Pulmonary hypertension (PHT) is associated with high mortality in sickle cell anemia (SCA). Previously, we showed that elevated levels of placenta growth factor (PlGF) in SCA patients correlate with increased levels of the potent vasoconstrictor endothelin-1 (ET-1) and PHT. Moreover, PlGF induced the expression of ET-1 via hypoxia-inducible factor 1α. Here, we show a novel example of ET-1 posttranscriptional regulation by PlGF via action of microRNA 648 (miR-648), which is subject to transcriptional coregulation with its host gene, MICAL3 (microtubule-associated monooxygenase, calponin, and LIM domain containing 3gene). PlGF repressed expression of miR-648 in endothelial cells. Luciferase reporter assays using wild-type and mutant ET-1 3' untranslated region (UTR) constructs, and transfection of miR-648 mimics showed that miR-648 targets the 3' UTR of ET-1 mRNA. Since miR-648 is located in a 5'-proximal intron of MICAL3, we examined which of three potential promoters was responsible for its expression. The MICAL3 distal promoter (P1) was the predominant promoter used for transcription of pre-miR-648, and it was under positive control by PAX5 (paired box protein 5) transcription factor, as demonstrated by the loss and gain of function of PAX5 activity, and chromatin immunoprecipitation analysis. These studies provide a novel link wherein PlGF-mediated downregulation of PAX5 attenuates miR-648 expression leading to increased ET-1 levels that are known to induce PHT in SCA.

Peroxisome proliferator-activated receptor-α-mediated transcription of miR-199a2 attenuates endothelin-1 expression via hypoxia-inducible factor-1α.

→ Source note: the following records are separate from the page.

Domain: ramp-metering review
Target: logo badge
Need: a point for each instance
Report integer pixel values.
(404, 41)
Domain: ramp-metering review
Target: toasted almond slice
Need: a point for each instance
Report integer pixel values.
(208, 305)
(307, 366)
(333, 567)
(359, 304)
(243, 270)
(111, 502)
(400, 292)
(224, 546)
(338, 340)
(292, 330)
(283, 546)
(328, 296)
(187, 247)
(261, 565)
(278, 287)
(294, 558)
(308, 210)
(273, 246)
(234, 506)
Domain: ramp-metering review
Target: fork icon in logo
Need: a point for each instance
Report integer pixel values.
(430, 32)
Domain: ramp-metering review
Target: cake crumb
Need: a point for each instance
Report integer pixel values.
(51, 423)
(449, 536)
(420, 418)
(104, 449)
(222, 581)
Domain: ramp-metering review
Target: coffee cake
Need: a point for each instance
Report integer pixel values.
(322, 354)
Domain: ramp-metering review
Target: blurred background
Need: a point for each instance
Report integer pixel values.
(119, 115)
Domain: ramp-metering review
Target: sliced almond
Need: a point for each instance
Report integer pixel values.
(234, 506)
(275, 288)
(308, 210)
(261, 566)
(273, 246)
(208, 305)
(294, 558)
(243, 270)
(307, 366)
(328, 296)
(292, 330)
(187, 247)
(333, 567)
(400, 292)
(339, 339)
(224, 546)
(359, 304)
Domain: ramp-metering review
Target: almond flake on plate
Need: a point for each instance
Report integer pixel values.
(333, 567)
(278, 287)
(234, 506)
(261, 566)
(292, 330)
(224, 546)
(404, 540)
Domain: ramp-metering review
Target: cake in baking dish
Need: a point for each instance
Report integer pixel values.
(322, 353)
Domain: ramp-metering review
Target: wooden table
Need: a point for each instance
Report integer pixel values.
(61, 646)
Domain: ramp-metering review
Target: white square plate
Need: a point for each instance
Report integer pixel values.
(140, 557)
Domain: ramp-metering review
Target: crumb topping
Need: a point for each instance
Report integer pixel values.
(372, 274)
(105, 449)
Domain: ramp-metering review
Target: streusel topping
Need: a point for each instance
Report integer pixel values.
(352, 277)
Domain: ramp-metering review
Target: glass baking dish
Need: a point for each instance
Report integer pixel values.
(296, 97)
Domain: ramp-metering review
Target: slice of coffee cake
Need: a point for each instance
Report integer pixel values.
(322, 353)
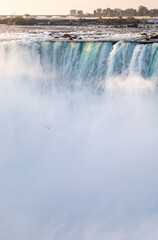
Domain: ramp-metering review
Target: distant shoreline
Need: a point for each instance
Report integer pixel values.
(116, 22)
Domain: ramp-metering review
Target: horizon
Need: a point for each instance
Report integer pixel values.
(63, 8)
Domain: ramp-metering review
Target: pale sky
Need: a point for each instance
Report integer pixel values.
(63, 6)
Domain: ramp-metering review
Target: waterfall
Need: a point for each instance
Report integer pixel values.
(80, 64)
(75, 164)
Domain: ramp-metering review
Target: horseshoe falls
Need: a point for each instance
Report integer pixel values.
(78, 140)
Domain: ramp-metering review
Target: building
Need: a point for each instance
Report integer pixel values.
(73, 12)
(79, 12)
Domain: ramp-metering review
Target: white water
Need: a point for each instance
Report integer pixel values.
(93, 174)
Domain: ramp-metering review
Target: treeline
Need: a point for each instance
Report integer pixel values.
(130, 12)
(18, 20)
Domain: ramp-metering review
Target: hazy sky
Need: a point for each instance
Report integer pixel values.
(63, 6)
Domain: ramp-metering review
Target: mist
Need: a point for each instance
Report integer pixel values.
(76, 164)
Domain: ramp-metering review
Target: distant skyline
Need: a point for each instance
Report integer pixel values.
(60, 7)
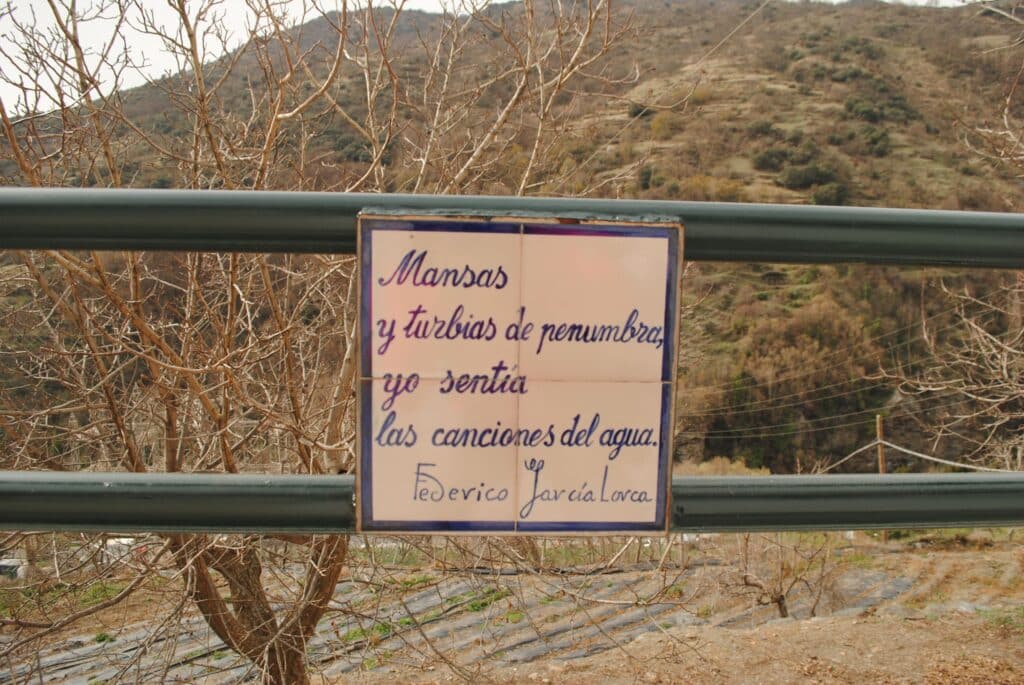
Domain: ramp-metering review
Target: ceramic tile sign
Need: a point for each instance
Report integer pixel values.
(516, 376)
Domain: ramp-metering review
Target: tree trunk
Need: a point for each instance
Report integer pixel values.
(248, 623)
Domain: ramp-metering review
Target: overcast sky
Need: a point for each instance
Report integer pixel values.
(147, 50)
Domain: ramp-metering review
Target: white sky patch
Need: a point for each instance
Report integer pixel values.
(147, 55)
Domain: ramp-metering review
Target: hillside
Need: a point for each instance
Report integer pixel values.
(860, 103)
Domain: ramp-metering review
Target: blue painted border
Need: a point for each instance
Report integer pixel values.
(367, 227)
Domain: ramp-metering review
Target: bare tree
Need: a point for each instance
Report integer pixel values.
(245, 362)
(973, 375)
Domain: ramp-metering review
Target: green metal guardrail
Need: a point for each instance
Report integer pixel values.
(240, 221)
(224, 503)
(232, 221)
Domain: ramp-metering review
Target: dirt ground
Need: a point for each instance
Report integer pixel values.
(955, 649)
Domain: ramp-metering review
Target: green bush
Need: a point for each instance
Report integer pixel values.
(830, 194)
(801, 177)
(877, 141)
(772, 159)
(761, 128)
(641, 111)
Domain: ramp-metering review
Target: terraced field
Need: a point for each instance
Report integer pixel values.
(511, 625)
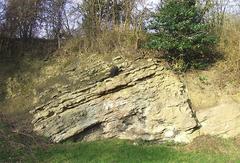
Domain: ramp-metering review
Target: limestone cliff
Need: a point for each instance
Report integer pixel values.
(145, 101)
(80, 99)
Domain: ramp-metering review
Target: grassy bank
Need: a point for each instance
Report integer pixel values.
(17, 146)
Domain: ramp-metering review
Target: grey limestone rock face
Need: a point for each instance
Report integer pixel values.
(145, 101)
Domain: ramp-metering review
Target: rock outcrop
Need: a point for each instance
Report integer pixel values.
(222, 120)
(84, 101)
(145, 101)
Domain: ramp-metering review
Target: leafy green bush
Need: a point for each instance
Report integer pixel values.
(178, 28)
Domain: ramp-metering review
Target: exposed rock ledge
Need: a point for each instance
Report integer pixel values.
(145, 101)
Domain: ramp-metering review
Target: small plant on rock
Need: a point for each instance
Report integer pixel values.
(178, 28)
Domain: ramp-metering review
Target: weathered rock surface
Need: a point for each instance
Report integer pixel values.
(222, 120)
(145, 101)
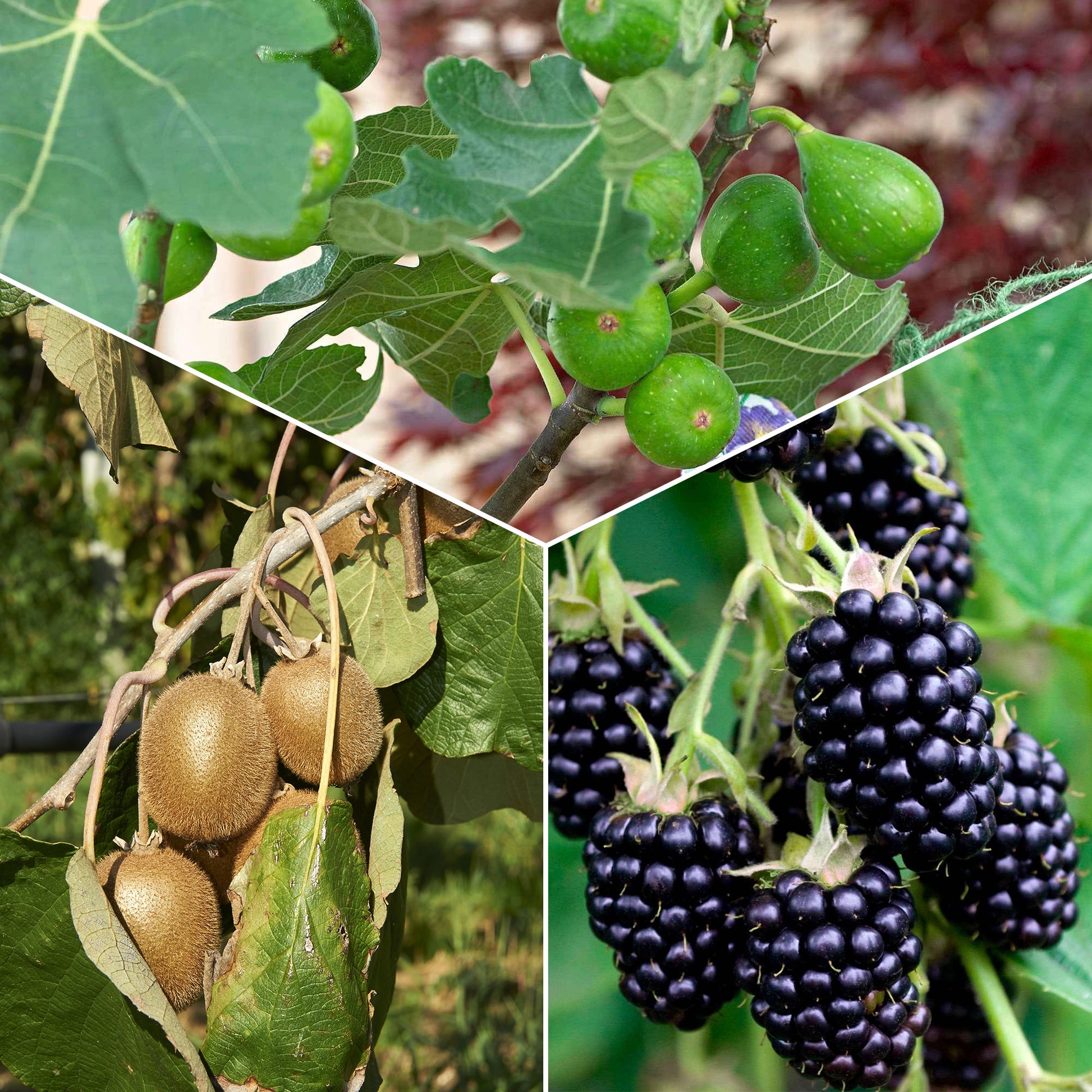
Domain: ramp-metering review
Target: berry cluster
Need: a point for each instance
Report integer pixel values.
(830, 972)
(1021, 893)
(788, 451)
(889, 706)
(960, 1050)
(870, 488)
(590, 688)
(660, 892)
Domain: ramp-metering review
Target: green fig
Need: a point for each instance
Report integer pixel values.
(618, 39)
(669, 191)
(757, 244)
(611, 348)
(683, 413)
(871, 210)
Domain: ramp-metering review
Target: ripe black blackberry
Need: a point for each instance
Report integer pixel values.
(889, 706)
(870, 488)
(830, 972)
(787, 451)
(590, 687)
(660, 893)
(1019, 894)
(960, 1049)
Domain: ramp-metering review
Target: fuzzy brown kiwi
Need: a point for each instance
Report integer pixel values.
(295, 696)
(208, 765)
(343, 536)
(168, 907)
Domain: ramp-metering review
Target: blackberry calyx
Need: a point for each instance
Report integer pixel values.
(830, 972)
(590, 686)
(660, 893)
(889, 705)
(1021, 893)
(870, 488)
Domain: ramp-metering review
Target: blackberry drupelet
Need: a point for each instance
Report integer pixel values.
(960, 1049)
(830, 972)
(889, 706)
(660, 893)
(590, 687)
(1021, 893)
(870, 488)
(786, 451)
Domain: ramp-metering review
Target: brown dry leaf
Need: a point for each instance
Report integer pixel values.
(99, 367)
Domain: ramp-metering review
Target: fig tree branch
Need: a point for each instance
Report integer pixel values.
(153, 242)
(565, 424)
(288, 543)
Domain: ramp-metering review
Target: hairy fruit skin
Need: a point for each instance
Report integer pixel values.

Endothelin-1, a potent vasoconstrictor, plays an important role in pulmonary hypertension (PH) in sickle cell disease (SCD). Our previous studies show that higher levels of placenta growth factor (PlGF), secreted by erythroid precursor cells, correlate with increased plasma levels of endothelin-1 (ET-1) and other functional markers of PH in SCD. PlGF-mediated ET-1 expression occurs via activation of hypoxia-inducible factor-1α (HIF-1α). However, relatively less is understood regarding how PlGF-mediated expression of HIF-1α and its downstream effector ET-1 are post-transcriptionally regulated. Herein, we show that PlGF treatment of endothelial cells resulted in reduced levels of miR-199a2, which targeted the 3'-UTR of HIF-1α mRNA and concomitantly led to augmented ET-1 expression. Plasma levels of miR-199a2 in SCD subjects were significantly lower with reciprocally high levels of plasma ET-1, unlike unaffected controls. This observation provided a molecular link between miR-199a2 and high levels of ET-1 in SCD. Furthermore, we show that miR-199a2 located in the DNM3os transcription unit was co-transcriptionally regulated by peroxisome proliferator-activated receptor α (PPARα). Binding of the latter to PPARα cis-elements in the promoter of DNM3os was demonstrated by promoter mutational analysis and ChIP. Additionally, we show that fenofibrate, a PPARα agonist, increased the expression of miR-199a2 and DNM3os; the former was responsible for reduced expression of HIF-1α and ET-1. In vivo studies of fenofibrate-fed Berkeley sickle mice resulted in increased levels of miR-199a2 and reduced levels of ET-1 in lung tissues. Our studies provide a potential therapeutic approach whereby fenofibrate-induced miR-199a2 expression can ameliorate PH by reduction of ET-1 levels.